La Premier League sera-t-elle toujours la Premier League, richissime et mondialisée ? Du foot à la F1, le sport anglais, qui a profité à plein de l'ouverture des frontières européennes, n'échappe pas aux inquiétudes provoquées par le Brexit.
La plupart des observateurs sont prudents sur l'impact final du divorce, mais tous citent deux effets possibles: une dépréciation de la livre, qui pèse déjà sur l'ensemble de l'économie, et des restrictions sur les transferts de joueurs étrangers, dont l'ampleur reste inconnue.
Les regards se tournent vers la Premier League, exemple le plus criant d'un football sans frontières, avec 62,7% de joueurs expatriés au 1er octobre 2018, d'après des chiffres de l'Observatoire du football CIES. Un record pour les grands championnats. Du Belge Hazard au Français Kanté, de l'Argentin Aguëro à l'Egyptien Salah, cette diversité de vedettes "est au coeur de la marque Premier League", explique Simon Chadwick, professeur d'économie du sport à l'université de Salford, près de Manchester.
"Tout ce qui viendra bouleverser cet équilibre sera un facteur de risque", relève-t-il.
Droits TV
A l'origine, il y a bien sûr l'arrêt Bosman, qui a mis fin en 1995 aux limitations des transferts dans l'espace européen, puis ses extensions (arrêt Malaja et traité de Cotonou) à d'autres zones. Mais pas seulement. "Les clubs anglais ont construit leur force financière en amont", sur les décombres du drame du Heysel en 1985 (39 supporteurs décédés lors de la finale de la Coupe des champions entre la Juventus et Liverpool), qui les ont privés de coupes européennes pendant cinq ans, et la tragédie du stade de Hillsborough en 1989 (96 morts dans un mouvement de foule lors d'un Liverpool-Nottingham Forest), explique Didier Primault, économiste du sport au Centre de droit et d'économie du sport (CDES) de Limoges.

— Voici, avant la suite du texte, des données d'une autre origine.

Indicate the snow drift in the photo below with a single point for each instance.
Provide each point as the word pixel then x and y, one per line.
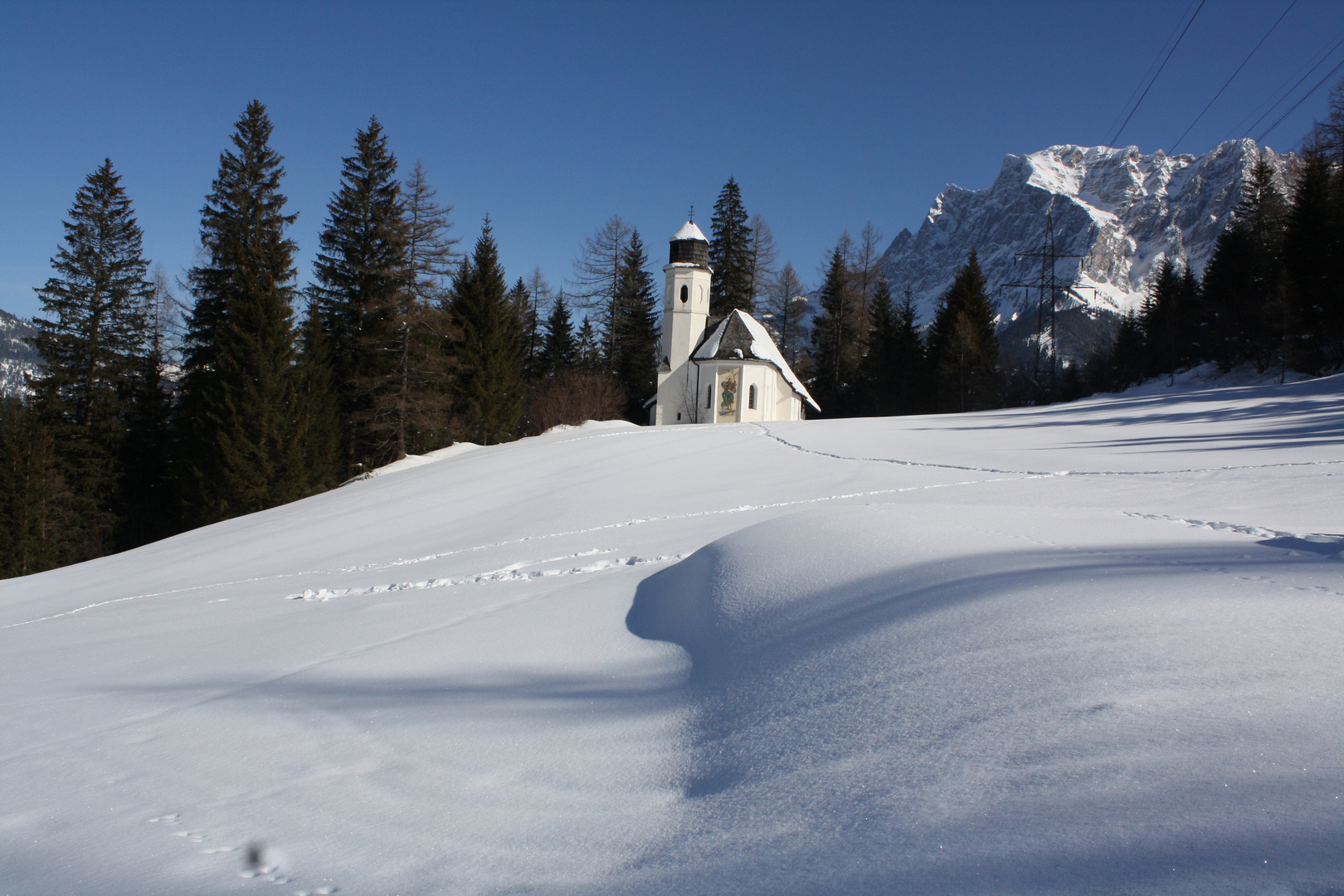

"Dans ce contexte-là, ils n'ont pas eu le choix et ont dû rapidement reconstruire les stades pour qu'ils soient sûrs, développer et diversifier leurs revenus", poursuit l'économiste. Portée par les dépenses illimitées de riches investisseurs (le magnat russe Abramovitch à Chelsea, Abou-Dhabi à Manchester city) et la hausse spectaculaire des droits télé dans les années 2000 et 2010, la Premier League vit sur une autre planète.
Treize clubs anglais figurent parmi les 30 générant le plus de revenus, selon le rapport annuel 2019 du cabinet Deloitte. Jusqu'à quand ? "La concurrence rattrappe son retard" et les autres grands championnats européens, à commencer par la Liga, "se sont adaptés", pense Simon Chadwick.
"Le pilier de la Premier League, ce sont les droits télé, mais le paysage de la radiodiffusion est actuellement en pleine mutation et personne ne sait vraiment à quoi il ressemblera dans cinq ans", ajoute-t-il. Les revenus TV domestiques de la Premier League ont stagné à 5 milliards de livres (5,77 milliards d'euros) pour la période 2019-2022, toujours loin devant les autres. Reste-t-il des territoires inexplorés à l'international (1,2 milliard de livres, 1,4 milliard d'euros par saison) ?
"Mauvais moment"
L'après-Brexit dépendra aussi des éventuelles restrictions qui seront appliquées aux joueurs européens, une fois le Royaume-Uni sorti de l'UE. D'autres championnats sont concernés, comme la Premiership en rugby. Dans le football, la fédération y verrait un moyen de valoriser les joueurs nationaux.Lors d'une audition à la chambre des communes, en février 2018, des représentants du syndicat des joueurs et de la fédération de rugby s'étaient aussi alarmé des complications éventuelles pour aller et venir, pour les supporteurs, les encadrants, les employés occasionnels ou saisonniers.
Le sujet inquiète la Formule 1, avec sept écuries sur dix basées au Royaume-Uni et son promoteur, Formula One, qui a son siège à Londres. Son patron Chase Carey, a assuré que des "mesures de contingence" étaient en préparation, au cas où il deviendrait "plus difficile de faire entrer et sortir de Grande-Bretagne des personnes et des biens" comme les pièces mécaniques.
"A l'image de la Premier League, le Brexit intervient au mauvais moment pour la F1", estime Simon Chadwick, après un "déplacement vers l'est" de son économie. Depuis les années 2000, la majeure partie des nouveaux grands prix se situent en Asie ou dans des pays du golfe persique. "Il n'est pas inconcevable de penser que si les écuries de F1 sont désavantagées par rapport à la concurrence en étant basées au Royaume-Uni, il y a des endroits comme Abou Dhabi qui les accueilleraient très facilement. Ils ont investi des sommes énormes pour se positionner comme une plaque tournante des sports automobiles", ajoute-t-il.